Claude Code wiped our production database with a Terraform command

Original Article ↗ Hacker News Discussion ↗

Responsibility for the outage

  • Most commenters say the human operator is fully responsible: they ran destructive commands, ignored warnings, had poor or no backups, and let an unsupervised tool access prod.
  • Several note this could have happened without AI; blaming the agent is compared to “blaming the intern” or “the dog ate my homework.”
  • Some emphasize that the post itself is framed as a “here’s what I did wrong and fixed” lesson, not an anti-AI rant, and criticize others for culture-war reactions.

Backups and recovery

  • Strong consensus: the real root cause is inadequate backups and poor recovery planning.
  • Recommendations: off-account / separate-account, append-only backups; deletion protection on critical resources; RPO/RTO planning; avoid backups being in the same blast radius as prod.
  • Some note that provider-level backups can sometimes save you, but should not be relied upon.
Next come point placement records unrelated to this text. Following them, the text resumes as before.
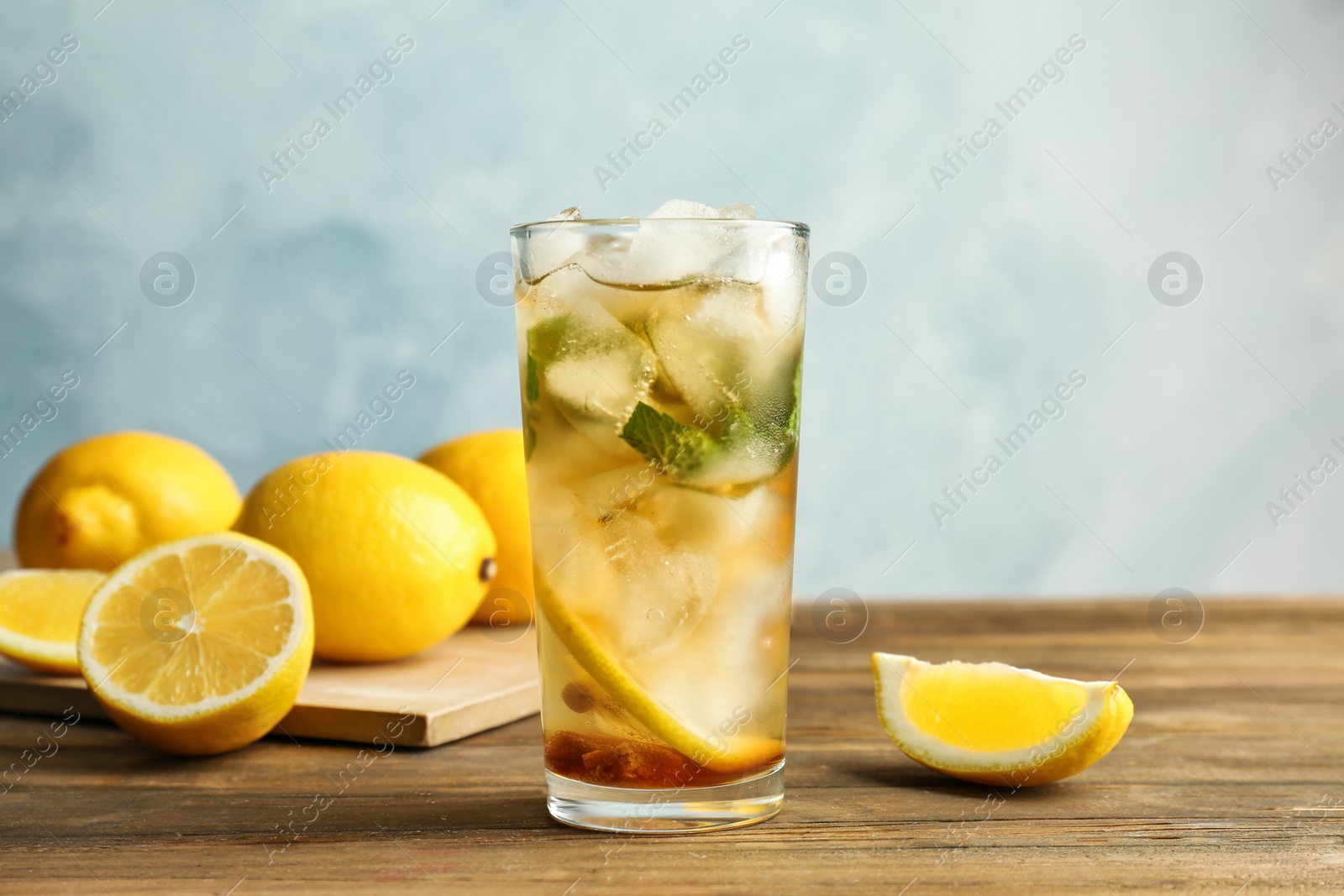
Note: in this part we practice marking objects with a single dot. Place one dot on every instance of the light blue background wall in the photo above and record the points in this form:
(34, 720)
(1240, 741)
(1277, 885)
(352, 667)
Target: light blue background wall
(987, 295)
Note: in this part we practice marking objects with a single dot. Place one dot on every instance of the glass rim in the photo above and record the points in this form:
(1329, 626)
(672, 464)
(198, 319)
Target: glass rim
(797, 226)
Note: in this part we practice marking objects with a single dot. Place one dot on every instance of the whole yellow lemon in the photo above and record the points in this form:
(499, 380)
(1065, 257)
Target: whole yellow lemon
(491, 468)
(396, 555)
(101, 501)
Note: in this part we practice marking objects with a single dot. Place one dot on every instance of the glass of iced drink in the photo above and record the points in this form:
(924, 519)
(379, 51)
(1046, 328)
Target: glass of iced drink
(662, 367)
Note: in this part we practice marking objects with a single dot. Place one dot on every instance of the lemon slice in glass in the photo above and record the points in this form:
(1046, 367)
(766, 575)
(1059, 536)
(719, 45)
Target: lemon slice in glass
(736, 754)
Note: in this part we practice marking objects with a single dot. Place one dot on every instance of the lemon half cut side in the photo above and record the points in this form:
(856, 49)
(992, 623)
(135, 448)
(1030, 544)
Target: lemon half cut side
(202, 645)
(39, 616)
(998, 725)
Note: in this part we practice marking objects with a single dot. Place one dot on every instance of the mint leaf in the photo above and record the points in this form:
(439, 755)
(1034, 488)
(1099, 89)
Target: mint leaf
(534, 383)
(665, 441)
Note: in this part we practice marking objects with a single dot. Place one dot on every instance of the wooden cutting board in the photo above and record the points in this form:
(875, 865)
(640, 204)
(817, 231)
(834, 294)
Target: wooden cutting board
(476, 680)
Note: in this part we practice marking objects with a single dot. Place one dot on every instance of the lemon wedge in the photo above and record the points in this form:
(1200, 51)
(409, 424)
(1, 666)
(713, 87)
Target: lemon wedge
(998, 725)
(201, 645)
(741, 752)
(39, 616)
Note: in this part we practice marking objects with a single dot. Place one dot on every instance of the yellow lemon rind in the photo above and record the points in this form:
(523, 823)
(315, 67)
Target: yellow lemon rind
(1082, 741)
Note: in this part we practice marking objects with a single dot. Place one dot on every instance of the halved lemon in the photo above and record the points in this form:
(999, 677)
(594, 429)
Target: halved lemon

Terraform and infra practices

  • Many argue Terraform is powerful but a “footgun” when misused.
  • Best practices discussed:
    • Always inspect terraform plan before apply; never let agents (or CI) run apply unsupervised on prod.
    • Avoid terraform destroy on production; forward-evolve infra instead.
    • Use remote state (e.g., S3) and never local state files for prod.
    • Keep snapshots/DB backups defined and managed independently of primary infra state.

AI agents in production

  • Split views:
    • Some say AI agents will inevitably manage prod, potentially faster and better than humans, so guardrails must mature.
    • Others insist AI (and even most devs) should not have direct destructive prod access; only tightly controlled pipelines should.
  • It’s noted that the agent reportedly tried to warn about risks, and the user overrode it; still, critics say a “senior engineer–level” tool should push back harder or refuse.

Security, governance, and culture

  • Recurrent themes: principle of least privilege, no local direct access to prod, and human approval for destructive actions.
  • Several see this as an example of “vibecoding” / “vibeadministration” and influencer-style clout chasing, rather than professional engineering discipline.